Sud Ouest
Le "cas" Allègre Un gros nuage politique monte en ce début d'année
Pour le gouvernement Jospin, "le" problème des prochaines semaines ne
viendra peut-être pas de l'un des dossiers attendus et quotidiennement
pointés par la presse : sans-papiers, violences des banlieues, mouvement des
chômeurs, Front national, etc. Un autre gros nuage politique monte en effet
en ce début d'année : il a pour nom Claude Allègre. Il est porteur d'orages.
A lire les témoignages publiés ces jours-ci -- notamment par "le Monde" sous
forme d'un cahier spécial -- , à écouter directement les profs lorsqu'on est
parent d'élève, force est de reconnaître que peu de ministres de l'éducation
nationale seront parvenus à faire lever tant de colères en si peu de temps.
Voilà qu'il se passe un phénomène irréversible : le rejet massif du
personnage, de ses projets, de ses bons mots et rodomontades par une
majorité du corps enseignant. Y compris les professeurs non syndiqués.

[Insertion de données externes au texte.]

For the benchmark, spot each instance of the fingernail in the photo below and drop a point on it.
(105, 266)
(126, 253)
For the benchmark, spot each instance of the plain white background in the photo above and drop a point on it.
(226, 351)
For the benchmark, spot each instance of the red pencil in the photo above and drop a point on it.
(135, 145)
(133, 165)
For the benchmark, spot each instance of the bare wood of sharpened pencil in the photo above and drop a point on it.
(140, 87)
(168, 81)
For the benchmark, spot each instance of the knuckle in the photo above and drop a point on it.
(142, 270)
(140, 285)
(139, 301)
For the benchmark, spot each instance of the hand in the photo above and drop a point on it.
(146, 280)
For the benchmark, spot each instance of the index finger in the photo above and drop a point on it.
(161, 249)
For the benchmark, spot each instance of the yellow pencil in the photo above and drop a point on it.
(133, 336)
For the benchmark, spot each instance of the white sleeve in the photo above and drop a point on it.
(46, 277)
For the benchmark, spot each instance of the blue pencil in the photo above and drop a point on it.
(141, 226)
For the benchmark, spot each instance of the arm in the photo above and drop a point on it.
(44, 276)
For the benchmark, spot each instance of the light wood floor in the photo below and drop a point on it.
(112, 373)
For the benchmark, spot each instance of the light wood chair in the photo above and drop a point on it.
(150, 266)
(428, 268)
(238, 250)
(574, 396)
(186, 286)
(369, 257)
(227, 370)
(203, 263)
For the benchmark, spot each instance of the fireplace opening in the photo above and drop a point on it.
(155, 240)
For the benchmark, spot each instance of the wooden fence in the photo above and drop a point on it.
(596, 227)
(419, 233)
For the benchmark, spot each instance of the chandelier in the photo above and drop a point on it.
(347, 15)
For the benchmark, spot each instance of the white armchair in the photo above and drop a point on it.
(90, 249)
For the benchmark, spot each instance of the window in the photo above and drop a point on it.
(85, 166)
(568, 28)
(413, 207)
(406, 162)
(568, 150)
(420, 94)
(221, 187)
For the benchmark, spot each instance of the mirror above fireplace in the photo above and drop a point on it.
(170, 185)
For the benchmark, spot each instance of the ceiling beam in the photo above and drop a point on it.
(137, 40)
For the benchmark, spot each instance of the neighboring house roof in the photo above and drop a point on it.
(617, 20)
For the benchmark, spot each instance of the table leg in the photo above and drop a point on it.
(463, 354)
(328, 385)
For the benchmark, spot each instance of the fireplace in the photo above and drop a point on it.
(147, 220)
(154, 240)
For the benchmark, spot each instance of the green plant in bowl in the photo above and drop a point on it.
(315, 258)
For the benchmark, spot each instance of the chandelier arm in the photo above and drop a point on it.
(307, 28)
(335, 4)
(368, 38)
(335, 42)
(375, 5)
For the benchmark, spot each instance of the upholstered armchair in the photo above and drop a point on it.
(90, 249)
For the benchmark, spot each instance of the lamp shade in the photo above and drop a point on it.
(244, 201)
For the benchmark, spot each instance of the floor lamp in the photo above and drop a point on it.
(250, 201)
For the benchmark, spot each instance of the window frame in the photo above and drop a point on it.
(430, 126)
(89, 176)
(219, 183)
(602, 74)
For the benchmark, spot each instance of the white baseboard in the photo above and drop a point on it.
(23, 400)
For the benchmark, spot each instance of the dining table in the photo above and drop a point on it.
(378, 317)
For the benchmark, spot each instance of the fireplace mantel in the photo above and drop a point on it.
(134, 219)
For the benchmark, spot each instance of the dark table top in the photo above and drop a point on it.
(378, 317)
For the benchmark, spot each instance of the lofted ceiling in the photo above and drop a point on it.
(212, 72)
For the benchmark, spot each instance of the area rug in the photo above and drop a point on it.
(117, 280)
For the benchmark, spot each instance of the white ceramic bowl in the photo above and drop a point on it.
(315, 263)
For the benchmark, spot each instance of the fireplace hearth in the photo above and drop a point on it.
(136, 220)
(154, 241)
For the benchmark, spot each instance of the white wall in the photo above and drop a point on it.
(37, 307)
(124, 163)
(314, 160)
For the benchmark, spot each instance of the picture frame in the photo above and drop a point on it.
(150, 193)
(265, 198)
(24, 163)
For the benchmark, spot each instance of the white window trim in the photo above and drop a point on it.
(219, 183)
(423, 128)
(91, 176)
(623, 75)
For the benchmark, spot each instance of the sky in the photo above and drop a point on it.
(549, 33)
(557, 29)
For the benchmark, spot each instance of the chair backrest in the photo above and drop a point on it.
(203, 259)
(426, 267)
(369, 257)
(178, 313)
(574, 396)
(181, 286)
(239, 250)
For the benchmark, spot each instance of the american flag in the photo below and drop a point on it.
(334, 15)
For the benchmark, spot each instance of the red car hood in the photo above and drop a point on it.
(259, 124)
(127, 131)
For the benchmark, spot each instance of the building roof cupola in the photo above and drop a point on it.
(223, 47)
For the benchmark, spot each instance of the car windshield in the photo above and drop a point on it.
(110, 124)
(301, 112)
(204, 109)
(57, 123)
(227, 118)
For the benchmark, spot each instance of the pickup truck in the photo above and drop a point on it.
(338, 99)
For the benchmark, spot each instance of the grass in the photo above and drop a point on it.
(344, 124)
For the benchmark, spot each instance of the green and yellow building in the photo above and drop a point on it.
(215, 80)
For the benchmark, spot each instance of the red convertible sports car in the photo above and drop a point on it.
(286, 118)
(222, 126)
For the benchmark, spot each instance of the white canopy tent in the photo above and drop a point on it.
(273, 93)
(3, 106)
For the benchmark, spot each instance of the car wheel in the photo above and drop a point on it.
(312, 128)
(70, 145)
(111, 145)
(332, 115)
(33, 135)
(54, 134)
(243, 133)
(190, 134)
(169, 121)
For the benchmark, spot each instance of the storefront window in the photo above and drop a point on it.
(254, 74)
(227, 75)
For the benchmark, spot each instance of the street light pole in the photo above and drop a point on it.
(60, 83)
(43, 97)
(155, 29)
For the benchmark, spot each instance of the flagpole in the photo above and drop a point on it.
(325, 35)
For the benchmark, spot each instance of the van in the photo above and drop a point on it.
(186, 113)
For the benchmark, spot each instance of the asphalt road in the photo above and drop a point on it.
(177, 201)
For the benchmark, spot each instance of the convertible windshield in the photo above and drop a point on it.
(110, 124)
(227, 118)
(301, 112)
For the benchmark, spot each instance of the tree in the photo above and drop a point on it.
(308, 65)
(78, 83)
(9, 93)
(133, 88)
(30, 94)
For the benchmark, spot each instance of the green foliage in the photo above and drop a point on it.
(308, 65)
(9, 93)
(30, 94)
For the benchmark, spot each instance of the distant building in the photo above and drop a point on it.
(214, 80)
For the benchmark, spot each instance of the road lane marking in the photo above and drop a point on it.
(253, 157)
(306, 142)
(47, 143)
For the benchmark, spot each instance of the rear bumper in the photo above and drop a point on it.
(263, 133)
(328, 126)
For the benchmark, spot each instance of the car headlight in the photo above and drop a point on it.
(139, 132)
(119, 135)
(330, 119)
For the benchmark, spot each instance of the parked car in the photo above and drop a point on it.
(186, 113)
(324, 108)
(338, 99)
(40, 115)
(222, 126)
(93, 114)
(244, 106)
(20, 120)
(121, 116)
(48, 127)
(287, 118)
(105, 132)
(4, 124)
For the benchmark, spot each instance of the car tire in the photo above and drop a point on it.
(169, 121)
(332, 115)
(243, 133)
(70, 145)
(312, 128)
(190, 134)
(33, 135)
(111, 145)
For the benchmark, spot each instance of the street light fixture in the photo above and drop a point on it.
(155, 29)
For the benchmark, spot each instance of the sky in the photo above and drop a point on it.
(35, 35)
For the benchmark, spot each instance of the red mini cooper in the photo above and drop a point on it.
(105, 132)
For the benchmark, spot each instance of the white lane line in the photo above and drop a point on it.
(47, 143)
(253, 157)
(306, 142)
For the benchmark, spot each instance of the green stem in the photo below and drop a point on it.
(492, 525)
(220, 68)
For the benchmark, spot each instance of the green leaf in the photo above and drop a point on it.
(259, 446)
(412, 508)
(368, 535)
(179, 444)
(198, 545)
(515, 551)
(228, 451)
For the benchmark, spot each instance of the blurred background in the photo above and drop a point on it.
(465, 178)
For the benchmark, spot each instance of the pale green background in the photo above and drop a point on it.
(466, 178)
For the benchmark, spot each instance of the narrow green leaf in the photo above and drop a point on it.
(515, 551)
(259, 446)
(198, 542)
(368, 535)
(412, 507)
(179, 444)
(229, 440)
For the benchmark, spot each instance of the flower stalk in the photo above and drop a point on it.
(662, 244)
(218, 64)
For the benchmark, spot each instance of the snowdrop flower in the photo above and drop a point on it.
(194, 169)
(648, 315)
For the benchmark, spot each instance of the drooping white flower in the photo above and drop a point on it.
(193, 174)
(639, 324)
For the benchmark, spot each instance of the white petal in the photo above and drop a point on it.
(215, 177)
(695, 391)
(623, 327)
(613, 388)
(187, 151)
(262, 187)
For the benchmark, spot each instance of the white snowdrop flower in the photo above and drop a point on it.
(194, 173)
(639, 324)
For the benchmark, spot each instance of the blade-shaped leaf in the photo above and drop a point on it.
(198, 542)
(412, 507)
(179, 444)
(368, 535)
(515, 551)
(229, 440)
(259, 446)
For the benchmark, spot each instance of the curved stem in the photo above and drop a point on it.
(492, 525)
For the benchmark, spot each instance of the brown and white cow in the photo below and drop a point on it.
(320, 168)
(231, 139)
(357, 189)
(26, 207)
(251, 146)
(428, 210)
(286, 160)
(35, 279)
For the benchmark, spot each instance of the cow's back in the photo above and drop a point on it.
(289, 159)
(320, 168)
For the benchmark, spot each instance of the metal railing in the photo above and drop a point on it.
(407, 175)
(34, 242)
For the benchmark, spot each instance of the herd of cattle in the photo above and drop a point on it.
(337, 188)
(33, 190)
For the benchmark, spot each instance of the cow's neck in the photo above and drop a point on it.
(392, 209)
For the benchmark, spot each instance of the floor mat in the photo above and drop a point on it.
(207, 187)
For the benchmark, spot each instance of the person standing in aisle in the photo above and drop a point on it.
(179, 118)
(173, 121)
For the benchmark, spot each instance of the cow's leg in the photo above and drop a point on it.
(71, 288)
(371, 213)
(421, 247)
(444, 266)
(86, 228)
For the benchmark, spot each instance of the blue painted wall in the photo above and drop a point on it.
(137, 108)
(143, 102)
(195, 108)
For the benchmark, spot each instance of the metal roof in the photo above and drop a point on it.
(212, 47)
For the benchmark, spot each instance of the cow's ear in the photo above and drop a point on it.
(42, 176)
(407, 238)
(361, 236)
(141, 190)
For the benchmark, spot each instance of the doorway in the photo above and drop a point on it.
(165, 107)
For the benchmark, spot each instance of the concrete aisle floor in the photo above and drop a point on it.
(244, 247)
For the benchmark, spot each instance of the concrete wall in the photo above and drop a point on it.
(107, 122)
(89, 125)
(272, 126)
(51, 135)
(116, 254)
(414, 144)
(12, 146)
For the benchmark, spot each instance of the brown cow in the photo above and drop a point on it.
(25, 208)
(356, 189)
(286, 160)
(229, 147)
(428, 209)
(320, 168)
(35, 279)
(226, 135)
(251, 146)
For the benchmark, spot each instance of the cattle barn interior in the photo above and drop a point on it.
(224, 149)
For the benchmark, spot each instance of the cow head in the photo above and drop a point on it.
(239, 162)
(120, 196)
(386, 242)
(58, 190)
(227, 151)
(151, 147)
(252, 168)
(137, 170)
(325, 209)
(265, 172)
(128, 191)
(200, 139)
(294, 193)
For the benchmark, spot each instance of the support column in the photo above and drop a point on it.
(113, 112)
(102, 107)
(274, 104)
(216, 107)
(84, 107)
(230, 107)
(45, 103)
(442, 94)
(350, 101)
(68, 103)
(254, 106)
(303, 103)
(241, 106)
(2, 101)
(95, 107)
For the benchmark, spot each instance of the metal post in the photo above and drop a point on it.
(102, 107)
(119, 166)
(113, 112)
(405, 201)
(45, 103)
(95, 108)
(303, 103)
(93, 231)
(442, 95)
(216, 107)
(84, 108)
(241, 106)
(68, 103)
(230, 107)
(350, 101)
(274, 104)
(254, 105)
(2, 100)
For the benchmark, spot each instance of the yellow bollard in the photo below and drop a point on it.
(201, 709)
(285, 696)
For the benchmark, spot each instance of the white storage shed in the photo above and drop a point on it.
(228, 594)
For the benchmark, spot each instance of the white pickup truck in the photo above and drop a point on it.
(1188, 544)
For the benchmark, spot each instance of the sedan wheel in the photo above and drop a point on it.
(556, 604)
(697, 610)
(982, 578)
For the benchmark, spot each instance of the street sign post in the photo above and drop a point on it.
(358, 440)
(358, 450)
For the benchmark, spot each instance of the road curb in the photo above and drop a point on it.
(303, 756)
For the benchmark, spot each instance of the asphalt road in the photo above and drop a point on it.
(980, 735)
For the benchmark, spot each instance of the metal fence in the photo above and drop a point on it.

Que
s'est-il donc passé ?
Au départ, soyons honnêtes, on était plutôt attentif à ce scientifique
rondouillard, ami personnel du premier ministre, adepte du franc-parler et
décidé à mettre en question les conservatismes et corporatismes d'une énorme institution (l'éducation nationale) qui n'en est pas indemne. Puis il y eut les premières provocations d'une facture oratoire contestable ("Dégraisser le mammouth", etc.). On fit contre mauvaise fortune bon coeur en mettant cela sur le compte de l'inexpérience politique. Lionel Jospin, dit-on, avait froncé les sourcils. Après tout, quelques phrases "décoiffantes" n'étaient peut-être pas inutiles pour réveiller le ronron ambiant.
Puis il y eut les récidives et -- plus graves -- les prises de position
"théoriques" du ministre. On commença à s'inquiéter pour de bon. Ce culte
naïf de la "rentabilité", ce ralliement pontifiant à ce que Jospin appelle
lui-même la "pensée unique internationale", cette obsession de soi-même qui
transparaît dans chaque intervention, ces projets tonitruants, bientôt
amendés en catastrophe. Tout cela commençait à détonner avec une gestion
gouvernementale plutôt soucieuse de cohérence. Vinrent d'autres gaffes, plus navrantes encore et qui laissèrent dépasser, cette fois, un vilain bout
d'oreille. On veut parler de cette boutade extravagante par laquelle Claude
Allègre déclara en substance que l'enseignement de la philosophie ne servait
à rien. Je connais plus d'un sympathisant socialiste -- y compris parmi des
professeurs de grandes écoles -- qui s'indignèrent, tout de go, alors même
qu'ils s'étaient plutôt montrés patients jusqu'alors. Quand on est à la tête
d'un des principaux ministères de la République, proférer une telle ânerie,
qu'on le veuille ou non, pose problème.
Mais laissons de côté l'aspect crispant du personnage, cette fatuité
rigolarde à laquelle il semble incapable de résister. Elle le dessert désormais mais demeure anecdotique. Parlons du fond des choses que cette dernière boutade aide à discerner. Le fond ? L'idéologie ? Le projet global ? A lire les quelques livres de M. Allègre, j'ai bien peur qu'ils se ramènent, au bout du compte, à quelques préjugés rudimentaires : une volonté de "formater" le système éducatif dans la logique du marché; un scientisme relativement désuet; une obsession notariale de la dépense et du "gaspillage".
Sans compter le plus grave : cette incapacité psychologique à comprendre,
sentir, deviner, interpréter le désarroi d'un corps enseignant qui se sent
de moins en moins reconnu. Et qui doit affronter, malgré tout, au jour le
jour, les contradictions les plus explosives de la société, contradictions
dont la crise de l'école n'est que le méchant reflet. A des gens qui vivent
et travaillent ainsi "en première ligne", on ne parle pas comme ça...
Ainsi donc, s'il y eut "erreurs de casting" dans ce gouvernement,
contrairement à ce qu'on dit, la plus grave n'est pas la nomination de
Catherine Trautmann mais celle de Claude Allègre. Il me semble que, tôt ou
tard, un remaniement s'imposera. Ou une démission.